東日本大震災と税金

 東日本震災から4年。被災地は今、どうなっているのだろう。私はこの疑問の答えを見つけるために、そして、復興支援のため単身赴任中の父に会うために、岩手県釜石市へ行ってきた。

 駅に着いた時、私の目の前に広がった光景は新幹線で予想した光景とは違っていた。瓦礫などは一つもなく、仮設住宅の他にも復興住宅といって普通の家もたくさん建っていた。2019年のラグビーワールドカップに向け、ラグビー場も建設される予定だという。今年から花火大会も復活し、震災前のような活気も戻りつつあり、私が出会った人達はみんな笑顔だった。釜石市がこのように復興したのは市の力だけでは不可能だったであろう。釜石市だけじゃない。復興にはたくさんの税金が役立ってきた。この税金は復興特別税といい、特別に集められたものである。私はこれに興味を持ち、少し調べてみることにした。復興特別税とは、所得税、法人税、住民税を対象とした復興への財源確保のための増税であり、25年間導入することが決まっている。釜石市ではこのお金が復興住宅の建設や瓦礫撤去、物資の調達はもちろん被災者の心のケアのためにも役立ってきた。現地にいない人々が被災地の人々に出来ることは何だろう。震災後、テレビで流れている被災地の映像を見て私は考えた。この作文を書いてその答えは税金をきちんと納める事なのではないかと思った。私たちが食べている魚や海藻は被災地でとれていたものも多いし、また、福島原発に私たちがお世話になっていたから、被害も受けたのである。私たちを支えてくれていた被災地の人々に、税金をきちんと納めることでその税金が支援金となり、恩返しができるのではないだろうか。

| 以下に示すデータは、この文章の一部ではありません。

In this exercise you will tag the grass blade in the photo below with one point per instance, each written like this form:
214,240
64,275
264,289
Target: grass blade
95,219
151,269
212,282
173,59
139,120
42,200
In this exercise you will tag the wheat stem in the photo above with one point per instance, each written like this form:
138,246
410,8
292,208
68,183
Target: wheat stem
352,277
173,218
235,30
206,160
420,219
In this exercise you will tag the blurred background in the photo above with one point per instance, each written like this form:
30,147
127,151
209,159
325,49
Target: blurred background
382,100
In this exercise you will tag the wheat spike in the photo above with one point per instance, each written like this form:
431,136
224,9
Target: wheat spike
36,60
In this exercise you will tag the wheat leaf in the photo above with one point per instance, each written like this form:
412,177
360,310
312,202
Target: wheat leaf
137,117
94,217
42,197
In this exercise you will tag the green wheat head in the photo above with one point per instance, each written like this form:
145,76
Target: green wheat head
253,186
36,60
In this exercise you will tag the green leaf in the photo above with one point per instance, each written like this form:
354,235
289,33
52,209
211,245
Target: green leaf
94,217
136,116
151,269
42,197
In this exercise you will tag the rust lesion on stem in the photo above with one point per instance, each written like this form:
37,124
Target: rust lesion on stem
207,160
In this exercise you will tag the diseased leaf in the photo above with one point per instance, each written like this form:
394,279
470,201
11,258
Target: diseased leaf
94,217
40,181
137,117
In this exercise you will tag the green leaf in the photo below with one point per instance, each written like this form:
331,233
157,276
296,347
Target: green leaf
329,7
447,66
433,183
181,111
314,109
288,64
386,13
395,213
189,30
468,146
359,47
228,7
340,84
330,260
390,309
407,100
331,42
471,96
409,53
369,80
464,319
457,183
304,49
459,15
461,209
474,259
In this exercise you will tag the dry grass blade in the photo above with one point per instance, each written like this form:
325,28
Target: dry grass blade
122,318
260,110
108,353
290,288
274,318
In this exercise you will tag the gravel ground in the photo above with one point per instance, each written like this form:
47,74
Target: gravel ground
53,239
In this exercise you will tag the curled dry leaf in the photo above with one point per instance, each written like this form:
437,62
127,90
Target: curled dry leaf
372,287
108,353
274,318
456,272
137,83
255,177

 だが、そんな思いを裏切るような事が起こっているのも事実である。復興特別税は悪用された部分もあった。全国民の助け合いの気持ちがつまった税金を悪用するなんてあってはならない事である。昔、税金は大変な思いをして納めるものだったので、「血税」と呼ばれていた。今もその概念は変わっていない。税金を納めるのは義務で、あたり前の事だがその中にはたくさんの努力の汗が滲んでいるという事を忘れないでほしい。だから不正なく、責任をもって税金を管理してほしいと思った。

 私が納めている税金は消費税のみである。それも親のお金で。約10年後、私は自分の稼いだお金で税金をきちんと納められる人になっていたい。今まで受けてきた税金の恩恵、毎日学校へ安全に通えたこと、勉強ができたこと、風邪を引いたら病院に行けたこと。その全てに感謝し、支えてくれた人に恩返しをするために。そのためにも、その恩返しができるような税金制度であってほしい。

 10年後、次は私たちが人々を支える番だ。